That difference almost always comes from cam-gear phasing, guide height, or a mismatch in head or block geometry.
Head and gasket geometry
Trick Flow heads sit the cam a little higher than stock Romeo heads, and any decking or gasket thickness difference changes the chain span slightly.
Even ten thousandths of an inch can create noticeable slack with the tensioners locked.
If one head or the block was surfaced more, that’s often enough to make one chain seem short and the other long.
Adjustable cam gears
Aftermarket Fidanza adjustable gears are known to have dowel slots that don’t line up perfectly with OEM specs.
If one gear is clocked even a degree off, you’ll see one chain pulled tight and the other hanging loose.
Also check that the dowel pins are fully seated — they can hang up on paint or burrs and throw off phasing.
Camshaft base circle and grind differences
Reground Modular Head Shop cams can have smaller base circles, which changes how the chain loads before oil pressure builds.
It’s not uncommon for one cam to preload the chain differently if its grind differs slightly between banks.
That’s magnified when you lock the tensioners and take oil pressure out of the equation.
Guide standoff height
Inspect the MMR guides to be sure each lower post is fully seated and the upper bolt boss hasn’t bottomed out.
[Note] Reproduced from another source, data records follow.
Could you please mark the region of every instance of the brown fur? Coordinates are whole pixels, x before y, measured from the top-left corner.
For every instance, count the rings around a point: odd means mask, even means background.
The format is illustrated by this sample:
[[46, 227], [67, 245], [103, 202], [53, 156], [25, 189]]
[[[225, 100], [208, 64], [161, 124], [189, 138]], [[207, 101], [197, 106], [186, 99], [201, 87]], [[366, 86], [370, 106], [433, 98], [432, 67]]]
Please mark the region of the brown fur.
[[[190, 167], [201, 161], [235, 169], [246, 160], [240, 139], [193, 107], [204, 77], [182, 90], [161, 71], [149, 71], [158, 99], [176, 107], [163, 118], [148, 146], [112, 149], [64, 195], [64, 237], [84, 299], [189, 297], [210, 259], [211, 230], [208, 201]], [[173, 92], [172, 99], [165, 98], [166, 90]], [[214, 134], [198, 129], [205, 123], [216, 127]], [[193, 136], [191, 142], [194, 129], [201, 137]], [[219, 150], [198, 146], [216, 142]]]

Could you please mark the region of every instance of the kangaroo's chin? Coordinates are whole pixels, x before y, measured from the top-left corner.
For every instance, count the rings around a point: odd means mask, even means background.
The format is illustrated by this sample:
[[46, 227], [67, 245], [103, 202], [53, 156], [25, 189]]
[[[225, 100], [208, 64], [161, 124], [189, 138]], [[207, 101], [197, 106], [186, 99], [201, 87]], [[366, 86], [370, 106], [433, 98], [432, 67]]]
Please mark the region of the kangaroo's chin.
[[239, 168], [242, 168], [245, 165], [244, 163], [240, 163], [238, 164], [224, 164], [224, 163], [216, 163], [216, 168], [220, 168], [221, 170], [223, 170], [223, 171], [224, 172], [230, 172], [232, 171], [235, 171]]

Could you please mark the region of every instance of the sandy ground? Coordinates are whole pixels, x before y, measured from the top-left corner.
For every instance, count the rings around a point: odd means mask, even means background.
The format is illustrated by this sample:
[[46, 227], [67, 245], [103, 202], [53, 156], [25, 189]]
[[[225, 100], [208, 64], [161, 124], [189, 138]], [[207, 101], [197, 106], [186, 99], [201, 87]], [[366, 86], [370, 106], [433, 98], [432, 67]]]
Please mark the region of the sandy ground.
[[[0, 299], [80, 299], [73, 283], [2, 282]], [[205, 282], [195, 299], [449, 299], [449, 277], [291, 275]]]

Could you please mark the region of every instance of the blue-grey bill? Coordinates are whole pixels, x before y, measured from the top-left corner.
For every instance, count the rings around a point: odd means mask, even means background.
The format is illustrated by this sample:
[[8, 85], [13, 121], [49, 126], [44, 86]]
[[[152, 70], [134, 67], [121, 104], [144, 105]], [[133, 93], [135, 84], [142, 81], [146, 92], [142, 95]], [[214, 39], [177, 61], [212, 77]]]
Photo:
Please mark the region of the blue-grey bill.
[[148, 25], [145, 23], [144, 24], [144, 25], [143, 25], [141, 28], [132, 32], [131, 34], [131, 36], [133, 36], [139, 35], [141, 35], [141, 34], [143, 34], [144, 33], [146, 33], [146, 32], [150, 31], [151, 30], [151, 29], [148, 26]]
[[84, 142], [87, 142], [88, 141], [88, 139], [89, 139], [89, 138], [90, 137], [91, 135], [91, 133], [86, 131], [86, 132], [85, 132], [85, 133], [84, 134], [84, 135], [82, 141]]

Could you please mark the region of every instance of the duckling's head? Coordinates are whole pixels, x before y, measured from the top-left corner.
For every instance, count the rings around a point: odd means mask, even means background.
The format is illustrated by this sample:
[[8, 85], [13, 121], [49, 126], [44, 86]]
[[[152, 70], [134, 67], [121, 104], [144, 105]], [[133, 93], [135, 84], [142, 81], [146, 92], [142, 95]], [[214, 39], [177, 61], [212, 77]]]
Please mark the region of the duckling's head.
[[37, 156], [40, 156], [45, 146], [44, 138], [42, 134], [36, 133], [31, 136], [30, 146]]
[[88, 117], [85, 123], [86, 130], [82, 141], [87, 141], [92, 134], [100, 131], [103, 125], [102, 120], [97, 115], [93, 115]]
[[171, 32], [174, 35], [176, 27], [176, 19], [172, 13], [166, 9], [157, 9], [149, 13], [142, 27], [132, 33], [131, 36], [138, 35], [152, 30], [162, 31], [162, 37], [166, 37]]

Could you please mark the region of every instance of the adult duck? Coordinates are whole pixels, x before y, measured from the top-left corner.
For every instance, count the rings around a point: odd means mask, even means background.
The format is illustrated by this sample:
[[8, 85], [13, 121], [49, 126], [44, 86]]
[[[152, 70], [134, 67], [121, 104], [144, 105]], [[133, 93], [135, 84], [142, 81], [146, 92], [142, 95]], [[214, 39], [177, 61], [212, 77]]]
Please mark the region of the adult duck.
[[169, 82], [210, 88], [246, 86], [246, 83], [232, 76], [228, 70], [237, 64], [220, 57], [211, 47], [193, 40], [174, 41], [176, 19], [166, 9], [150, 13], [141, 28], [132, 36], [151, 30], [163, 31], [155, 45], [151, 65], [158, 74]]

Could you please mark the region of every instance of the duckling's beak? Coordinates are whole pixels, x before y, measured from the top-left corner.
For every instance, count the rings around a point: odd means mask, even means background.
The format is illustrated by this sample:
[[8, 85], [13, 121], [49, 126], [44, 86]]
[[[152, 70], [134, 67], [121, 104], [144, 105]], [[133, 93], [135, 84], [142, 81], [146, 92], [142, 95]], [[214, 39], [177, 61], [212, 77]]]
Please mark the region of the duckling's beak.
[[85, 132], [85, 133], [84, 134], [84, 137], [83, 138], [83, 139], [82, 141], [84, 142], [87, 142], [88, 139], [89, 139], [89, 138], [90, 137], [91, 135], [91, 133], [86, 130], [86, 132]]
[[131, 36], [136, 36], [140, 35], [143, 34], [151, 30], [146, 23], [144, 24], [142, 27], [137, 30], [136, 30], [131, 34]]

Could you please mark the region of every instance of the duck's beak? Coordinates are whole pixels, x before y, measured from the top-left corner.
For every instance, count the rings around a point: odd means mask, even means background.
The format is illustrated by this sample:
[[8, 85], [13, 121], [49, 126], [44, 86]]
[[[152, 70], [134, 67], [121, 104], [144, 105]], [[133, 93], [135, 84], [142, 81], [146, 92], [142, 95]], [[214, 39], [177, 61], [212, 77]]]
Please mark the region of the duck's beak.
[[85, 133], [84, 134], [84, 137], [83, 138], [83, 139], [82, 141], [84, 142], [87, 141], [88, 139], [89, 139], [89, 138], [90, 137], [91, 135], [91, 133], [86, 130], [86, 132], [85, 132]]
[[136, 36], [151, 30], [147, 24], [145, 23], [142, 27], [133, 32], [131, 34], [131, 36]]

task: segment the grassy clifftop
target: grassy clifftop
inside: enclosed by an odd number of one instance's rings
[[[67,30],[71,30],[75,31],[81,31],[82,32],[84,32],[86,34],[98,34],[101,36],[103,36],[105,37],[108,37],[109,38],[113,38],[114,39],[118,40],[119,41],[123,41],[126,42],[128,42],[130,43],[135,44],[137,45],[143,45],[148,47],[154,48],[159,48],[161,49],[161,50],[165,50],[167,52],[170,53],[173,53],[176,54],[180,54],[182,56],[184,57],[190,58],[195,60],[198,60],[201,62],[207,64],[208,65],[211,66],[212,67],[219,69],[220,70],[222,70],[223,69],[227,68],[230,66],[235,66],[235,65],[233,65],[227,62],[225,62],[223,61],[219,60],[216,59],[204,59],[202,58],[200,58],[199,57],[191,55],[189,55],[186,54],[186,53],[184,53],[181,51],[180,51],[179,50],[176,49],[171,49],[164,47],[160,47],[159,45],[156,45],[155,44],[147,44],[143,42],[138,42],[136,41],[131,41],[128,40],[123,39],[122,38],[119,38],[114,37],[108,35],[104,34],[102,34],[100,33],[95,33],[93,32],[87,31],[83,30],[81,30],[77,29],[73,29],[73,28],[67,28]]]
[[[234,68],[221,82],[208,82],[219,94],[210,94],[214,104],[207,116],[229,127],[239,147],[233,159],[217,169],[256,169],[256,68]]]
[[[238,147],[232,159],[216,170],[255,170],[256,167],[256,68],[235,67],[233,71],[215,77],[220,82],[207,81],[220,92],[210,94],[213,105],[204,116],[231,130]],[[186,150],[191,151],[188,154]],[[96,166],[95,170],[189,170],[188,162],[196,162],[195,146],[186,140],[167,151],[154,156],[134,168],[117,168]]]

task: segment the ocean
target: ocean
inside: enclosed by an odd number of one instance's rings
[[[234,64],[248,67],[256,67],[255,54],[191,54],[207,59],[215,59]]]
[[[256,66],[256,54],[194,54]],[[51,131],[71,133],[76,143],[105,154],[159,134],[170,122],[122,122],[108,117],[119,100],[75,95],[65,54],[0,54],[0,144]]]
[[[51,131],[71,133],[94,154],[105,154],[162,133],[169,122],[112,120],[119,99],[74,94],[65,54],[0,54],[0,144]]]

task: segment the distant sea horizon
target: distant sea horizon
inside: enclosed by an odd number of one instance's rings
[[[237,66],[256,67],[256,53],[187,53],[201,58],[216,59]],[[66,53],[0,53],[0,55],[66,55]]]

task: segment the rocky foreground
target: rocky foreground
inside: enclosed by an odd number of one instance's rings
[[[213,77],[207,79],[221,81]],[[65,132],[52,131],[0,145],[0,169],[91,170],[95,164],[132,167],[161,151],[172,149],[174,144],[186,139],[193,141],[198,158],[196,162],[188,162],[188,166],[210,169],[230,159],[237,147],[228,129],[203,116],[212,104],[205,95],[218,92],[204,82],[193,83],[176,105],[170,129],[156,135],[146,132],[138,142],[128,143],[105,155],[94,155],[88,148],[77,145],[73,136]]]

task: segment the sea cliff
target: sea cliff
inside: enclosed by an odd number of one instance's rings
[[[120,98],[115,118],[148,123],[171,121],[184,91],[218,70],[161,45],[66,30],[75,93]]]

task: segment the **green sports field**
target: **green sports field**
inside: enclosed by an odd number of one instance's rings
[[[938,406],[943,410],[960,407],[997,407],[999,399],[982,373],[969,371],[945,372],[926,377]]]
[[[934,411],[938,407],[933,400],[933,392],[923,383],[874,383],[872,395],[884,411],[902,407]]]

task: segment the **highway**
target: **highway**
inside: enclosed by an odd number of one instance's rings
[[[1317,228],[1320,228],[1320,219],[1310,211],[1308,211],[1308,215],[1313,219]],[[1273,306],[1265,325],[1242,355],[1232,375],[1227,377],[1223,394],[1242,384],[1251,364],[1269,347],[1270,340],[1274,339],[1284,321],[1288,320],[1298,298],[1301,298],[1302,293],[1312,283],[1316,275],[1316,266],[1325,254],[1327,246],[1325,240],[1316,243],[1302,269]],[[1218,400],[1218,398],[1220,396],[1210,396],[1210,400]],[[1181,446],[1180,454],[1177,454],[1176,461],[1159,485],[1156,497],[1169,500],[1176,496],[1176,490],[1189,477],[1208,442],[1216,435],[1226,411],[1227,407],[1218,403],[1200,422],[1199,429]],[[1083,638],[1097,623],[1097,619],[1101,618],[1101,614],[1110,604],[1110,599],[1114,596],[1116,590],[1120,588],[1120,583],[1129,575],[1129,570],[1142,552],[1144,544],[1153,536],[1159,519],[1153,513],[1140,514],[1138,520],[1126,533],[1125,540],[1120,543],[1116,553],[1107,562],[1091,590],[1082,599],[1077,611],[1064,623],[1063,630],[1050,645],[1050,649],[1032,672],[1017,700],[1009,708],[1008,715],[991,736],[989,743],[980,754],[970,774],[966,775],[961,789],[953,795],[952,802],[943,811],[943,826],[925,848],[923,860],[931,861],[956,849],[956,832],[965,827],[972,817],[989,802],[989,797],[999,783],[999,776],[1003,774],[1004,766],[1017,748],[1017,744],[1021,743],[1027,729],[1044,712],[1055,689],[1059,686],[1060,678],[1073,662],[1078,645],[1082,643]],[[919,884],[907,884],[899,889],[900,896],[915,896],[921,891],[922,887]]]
If a guide sits even a millimeter proud, it shortens that side’s chain path and tightens the opposite bank.
That one shows up a lot when aftermarket guide kits are mixed with factory dowels.
Verification steps
Before releasing the tensioners, verify true TDC with a dial indicator on cylinder one — don’t trust the balancer mark.
Lock the crank, install the primary chain only, and confirm that slack sits on the tensioner side of each chain.
If the right side is loose and the left side tight before releasing, your cam gears are probably clocked unevenly.
Pull the tensioners and guides, release the cams, and lay the chains side-by-side to confirm identical length.
Rotate the cams slightly toward each other — if the slack evens out, that confirms gear indexing or dowel misalignment.
Measure the distance between cam centerlines across both heads to see if one head was surfaced more than the other.
Common fixes
Builders often:
• Re-index one Fidanza gear by a single tooth to equalize preload (then re-degree both cams).
• Temporarily swap in OEM gears to check whether the issue is gear machining vs. engine geometry.
• Shim a guide or change gasket thickness to equalize chain span once degreeing confirms both cams are correct.
Bottom line
On a hybrid build like yours, this isn’t a bad tensioner.
It’s almost always cam-gear indexing or head/block height variance upsetting chain preload.
Once both cams are properly degreed and the tensioners are released, oil pressure should balance the system.
If it still doesn’t, one of your adjustable gears isn’t sitting at a true zero reference.